Introduced in 1976 for FIA Group 5 racing the 935 is an evolution of the Porsche Carrera RSR 2.1 turbo prototype which did so well in the 1974 le Mans 24hrs placing 2nd overall. 

   Porsche customers bought the 935 series in droves and it became a huge crowd pleaser being so easily identified with the Porsche 911 they saw on the roads. The FIA World Championship for  group 5 manufacturers was won at the last race after Jacky Ickx, Jochen Mass, Rolf Stommelen and Manfred Schurti battled all season long with the BMW 3.5 CSLs. 

   The 935 series would go on to win more races all around the world including le Mans in 1979.

                                                                     1/32nd scale kit.

                                                                         Built by Rod.

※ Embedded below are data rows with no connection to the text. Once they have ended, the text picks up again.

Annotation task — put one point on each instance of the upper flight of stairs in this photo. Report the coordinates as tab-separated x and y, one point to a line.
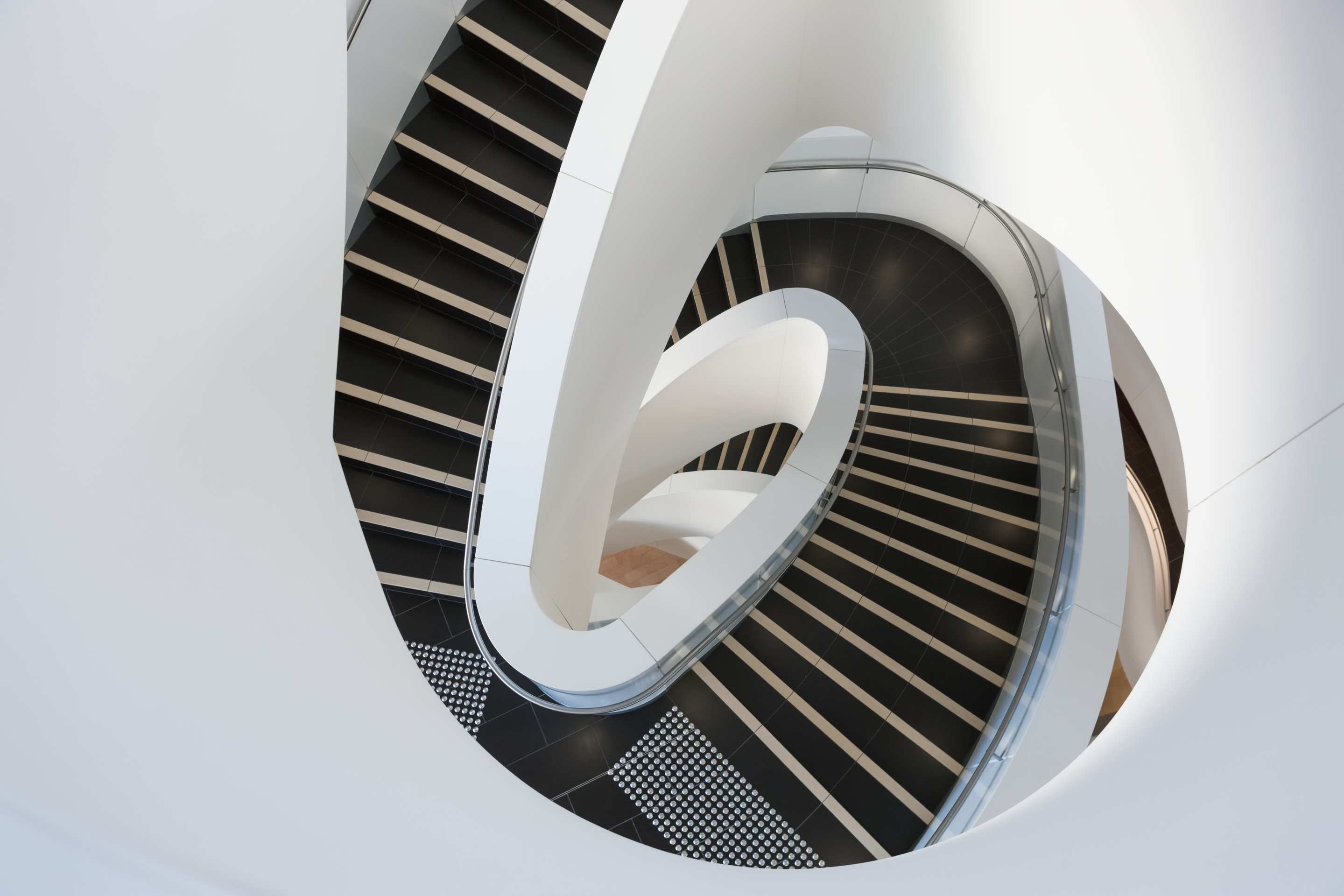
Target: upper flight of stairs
835	719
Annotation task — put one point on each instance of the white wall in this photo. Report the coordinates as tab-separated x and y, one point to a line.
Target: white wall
1139	381
792	355
201	677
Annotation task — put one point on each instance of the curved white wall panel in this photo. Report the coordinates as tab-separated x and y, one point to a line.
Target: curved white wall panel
794	355
1147	397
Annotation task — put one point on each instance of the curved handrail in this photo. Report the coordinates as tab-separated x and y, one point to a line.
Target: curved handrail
1016	711
768	574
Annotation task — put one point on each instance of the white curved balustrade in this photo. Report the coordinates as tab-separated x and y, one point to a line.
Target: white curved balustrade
152	710
792	355
686	506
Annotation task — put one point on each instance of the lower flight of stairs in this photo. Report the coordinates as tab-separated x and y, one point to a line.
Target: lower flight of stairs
835	719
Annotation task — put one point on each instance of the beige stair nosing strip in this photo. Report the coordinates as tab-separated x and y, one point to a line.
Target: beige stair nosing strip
417	350
402	524
863	645
467	172
937	468
408	408
769	444
971	618
699	303
495	116
857	527
867	566
789	761
882	613
516	54
794	444
928	393
425	288
436	156
952	418
990	585
428	586
727	275
760	253
583	18
746	446
952	444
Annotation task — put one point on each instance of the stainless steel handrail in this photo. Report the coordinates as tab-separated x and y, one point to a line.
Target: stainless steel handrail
1015	711
716	636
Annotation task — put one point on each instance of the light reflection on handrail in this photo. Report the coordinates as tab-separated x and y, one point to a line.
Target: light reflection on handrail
765	577
1011	708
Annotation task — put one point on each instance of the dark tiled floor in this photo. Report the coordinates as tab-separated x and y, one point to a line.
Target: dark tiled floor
935	323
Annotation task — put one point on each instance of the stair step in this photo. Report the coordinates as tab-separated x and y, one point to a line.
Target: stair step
505	105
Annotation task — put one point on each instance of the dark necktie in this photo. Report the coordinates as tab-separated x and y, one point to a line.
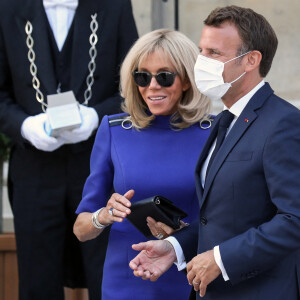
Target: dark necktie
225	120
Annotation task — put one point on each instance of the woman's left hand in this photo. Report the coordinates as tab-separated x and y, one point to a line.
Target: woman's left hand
161	230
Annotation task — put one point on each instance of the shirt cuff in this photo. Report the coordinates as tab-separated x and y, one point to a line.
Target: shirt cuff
180	263
218	259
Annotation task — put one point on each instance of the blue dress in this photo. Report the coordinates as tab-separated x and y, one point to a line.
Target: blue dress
152	161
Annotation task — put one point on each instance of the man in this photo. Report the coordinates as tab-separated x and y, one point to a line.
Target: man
48	47
248	185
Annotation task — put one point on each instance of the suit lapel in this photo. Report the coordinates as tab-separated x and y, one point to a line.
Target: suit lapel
244	121
81	44
34	12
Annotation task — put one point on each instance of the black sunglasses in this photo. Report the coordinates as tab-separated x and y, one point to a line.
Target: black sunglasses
165	78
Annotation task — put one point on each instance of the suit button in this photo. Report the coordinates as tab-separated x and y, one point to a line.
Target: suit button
203	221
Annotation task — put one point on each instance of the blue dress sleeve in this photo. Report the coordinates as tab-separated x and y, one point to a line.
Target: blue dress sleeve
99	184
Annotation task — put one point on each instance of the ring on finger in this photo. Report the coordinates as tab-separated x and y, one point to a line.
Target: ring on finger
110	211
159	236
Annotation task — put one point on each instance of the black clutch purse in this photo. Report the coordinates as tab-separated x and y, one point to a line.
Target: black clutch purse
157	207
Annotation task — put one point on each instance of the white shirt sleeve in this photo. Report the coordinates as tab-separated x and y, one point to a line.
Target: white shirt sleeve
218	259
180	263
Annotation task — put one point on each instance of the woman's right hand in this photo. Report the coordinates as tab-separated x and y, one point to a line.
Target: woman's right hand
117	208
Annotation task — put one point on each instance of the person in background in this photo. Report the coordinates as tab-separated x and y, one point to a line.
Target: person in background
244	245
149	150
49	47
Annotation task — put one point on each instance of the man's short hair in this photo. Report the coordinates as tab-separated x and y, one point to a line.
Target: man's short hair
255	32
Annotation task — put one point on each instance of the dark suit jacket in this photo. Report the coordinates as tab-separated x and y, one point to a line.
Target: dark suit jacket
116	33
250	205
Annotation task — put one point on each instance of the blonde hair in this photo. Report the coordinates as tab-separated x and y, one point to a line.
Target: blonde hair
182	52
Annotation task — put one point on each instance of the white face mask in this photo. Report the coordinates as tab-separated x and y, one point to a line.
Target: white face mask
209	79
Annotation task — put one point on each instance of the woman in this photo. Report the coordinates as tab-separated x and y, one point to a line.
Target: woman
150	150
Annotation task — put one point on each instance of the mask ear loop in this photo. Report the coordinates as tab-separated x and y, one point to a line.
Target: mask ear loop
237	78
234	59
237	57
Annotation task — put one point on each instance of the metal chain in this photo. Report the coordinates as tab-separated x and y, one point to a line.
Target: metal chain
33	68
92	64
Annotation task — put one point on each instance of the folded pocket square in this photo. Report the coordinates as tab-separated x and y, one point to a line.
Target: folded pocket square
157	207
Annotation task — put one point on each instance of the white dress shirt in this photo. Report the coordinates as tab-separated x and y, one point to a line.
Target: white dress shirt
235	109
60	15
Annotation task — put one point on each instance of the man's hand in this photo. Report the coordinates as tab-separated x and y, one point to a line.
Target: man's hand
90	121
155	258
202	270
33	130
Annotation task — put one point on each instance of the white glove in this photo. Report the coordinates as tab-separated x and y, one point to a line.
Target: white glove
90	121
33	130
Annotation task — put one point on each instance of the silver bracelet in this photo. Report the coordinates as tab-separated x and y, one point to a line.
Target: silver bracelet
95	220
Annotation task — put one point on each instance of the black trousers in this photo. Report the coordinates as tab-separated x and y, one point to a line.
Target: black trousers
45	189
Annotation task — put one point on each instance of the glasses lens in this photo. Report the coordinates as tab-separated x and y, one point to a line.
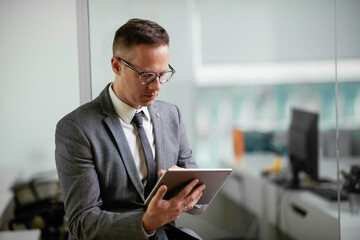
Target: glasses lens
147	77
165	77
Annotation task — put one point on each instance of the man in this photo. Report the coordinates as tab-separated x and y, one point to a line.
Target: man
103	164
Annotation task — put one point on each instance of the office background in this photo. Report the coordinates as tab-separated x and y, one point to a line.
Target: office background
222	52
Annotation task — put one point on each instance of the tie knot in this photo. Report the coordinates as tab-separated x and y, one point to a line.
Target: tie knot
137	119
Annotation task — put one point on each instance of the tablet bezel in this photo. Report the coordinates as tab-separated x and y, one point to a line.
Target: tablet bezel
177	178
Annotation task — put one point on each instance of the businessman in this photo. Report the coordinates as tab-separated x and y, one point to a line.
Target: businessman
111	151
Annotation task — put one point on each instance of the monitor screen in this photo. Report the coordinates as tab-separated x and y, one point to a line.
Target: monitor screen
303	144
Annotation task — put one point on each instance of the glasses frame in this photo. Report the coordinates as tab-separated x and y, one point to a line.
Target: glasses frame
157	75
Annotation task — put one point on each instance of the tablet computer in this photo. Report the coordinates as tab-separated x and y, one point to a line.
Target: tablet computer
177	178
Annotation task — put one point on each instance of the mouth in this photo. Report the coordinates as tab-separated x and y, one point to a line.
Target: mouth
151	96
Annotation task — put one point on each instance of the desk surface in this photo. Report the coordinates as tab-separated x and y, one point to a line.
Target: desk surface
261	197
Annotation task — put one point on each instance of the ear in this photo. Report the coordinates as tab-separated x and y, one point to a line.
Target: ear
116	66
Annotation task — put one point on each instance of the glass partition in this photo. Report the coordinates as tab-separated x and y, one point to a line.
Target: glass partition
348	107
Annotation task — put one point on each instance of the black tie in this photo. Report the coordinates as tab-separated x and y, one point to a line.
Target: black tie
151	178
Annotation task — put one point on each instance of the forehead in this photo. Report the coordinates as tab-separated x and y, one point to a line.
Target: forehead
150	58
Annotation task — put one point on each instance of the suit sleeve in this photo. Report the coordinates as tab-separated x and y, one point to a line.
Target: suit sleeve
186	160
81	190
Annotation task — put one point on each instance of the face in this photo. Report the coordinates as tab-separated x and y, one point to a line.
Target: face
145	58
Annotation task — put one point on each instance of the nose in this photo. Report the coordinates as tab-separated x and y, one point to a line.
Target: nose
156	85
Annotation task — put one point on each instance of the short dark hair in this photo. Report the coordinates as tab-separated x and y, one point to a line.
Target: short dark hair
138	31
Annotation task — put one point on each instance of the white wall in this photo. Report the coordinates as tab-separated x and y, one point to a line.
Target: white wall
38	77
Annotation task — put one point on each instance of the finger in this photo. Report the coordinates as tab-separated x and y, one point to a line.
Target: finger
194	197
161	172
159	194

   This is a lovely little kit with plenty of detail and lots of opportunity to add more, as most of the Matchbox kits are. But it isn't easy to build. Especially the body shell which isn't a body shell at all. 12 parts/panels go into making the body shell, clearly a kit from the time before multi-part slide moulds that firms have today, and it swallows filler if you aren't very careful with the preparation of the panels and the positioning when glueing. If you get it right it will reward you with a lovely replica, get it wrong and you may well end up throwing it in the bin!

   The original release was PK308 Porsche 935 "Martini", which was followed with PK-311 of a "Liqui Moly" sponsored Porsche 935 for the American market. Unlike several of the other Matchbox cars this one doesn't appear to have been released under the AMT banner, perhaps because AMT had 1/24th options in their line up. The kit did resurface about 20 years after matchbox stopped making kits when in 2004 Revell used the moulds to give us a Jagermeister Porsche 935, kit no. #07238, in a hideous and very restrictive Orange plastic!

   Rod built his model around the time of its release which would have been 1979-80-ish. It is all painted by brush with Humbrol enamels and decals applied over the compound curves without the aid of microsol etc as that sort of decal softening product wasn't on the market back then. The paintwork and decals haven't perhaps stood up to the tests of time but for a 30+ year old model it still looks pretty good.